Search code examples
cxpathstrtokstrsep

String tokenise an xpath expression


I have below program to tokenise an Xpath expression. But it cannot handle expressions like this one:

/employees/employee[secret-code=a/b/c][unicode=d/e/f]/salary

Basically tokenizing by '/' breaks since the predicates themselves contain '/'.
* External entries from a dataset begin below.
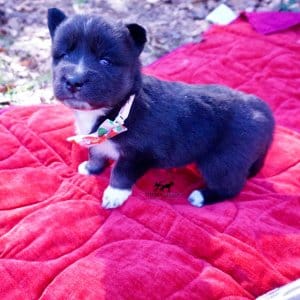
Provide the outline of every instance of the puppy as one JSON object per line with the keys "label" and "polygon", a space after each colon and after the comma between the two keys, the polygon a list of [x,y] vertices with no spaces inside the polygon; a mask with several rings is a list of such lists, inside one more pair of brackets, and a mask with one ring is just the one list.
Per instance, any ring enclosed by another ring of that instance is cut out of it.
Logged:
{"label": "puppy", "polygon": [[[78,134],[96,132],[126,111],[127,130],[89,148],[83,174],[98,174],[116,160],[102,205],[122,205],[150,168],[196,163],[206,187],[195,206],[232,198],[261,169],[274,119],[265,102],[220,85],[188,85],[141,74],[146,43],[137,24],[48,11],[54,94],[74,110]],[[130,99],[130,105],[128,104]]]}

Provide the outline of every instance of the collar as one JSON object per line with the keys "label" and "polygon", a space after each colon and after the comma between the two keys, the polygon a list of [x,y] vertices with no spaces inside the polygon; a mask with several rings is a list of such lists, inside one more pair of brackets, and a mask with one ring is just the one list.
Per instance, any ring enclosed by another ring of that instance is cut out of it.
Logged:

const char *g_xpath_node_delim = "/";

static void tokenize_xpath (char *xpath_str)
{
    const char *tok = NULL;

    if (!xpath_str)
        return;

    while ((tok = strsep(&xpath_str, g_xpath_node_delim)) != NULL) {
        
        if (tok[0] == '\0')
            continue;
        fprintf(stdout, "\nToken '%s'\n", tok);
    }
}

I want to construct a structure of nodes along with their predicates. Any hints?


Solution

  • XPath has a fairly complex grammar (I won't go into any computer science for classes of grammar, because I'm hazy on the subject myself) but it's a recursively-defined grammar which means you can't do proper analysis of expression structure with a single-level regex-based tokenizer. You'll need a real XPath parser to build a syntax tree. Depending on what you want to achieve and how much effort you want to put in, you can either try to take advantage of an existing open-source XPath parser, or write your own.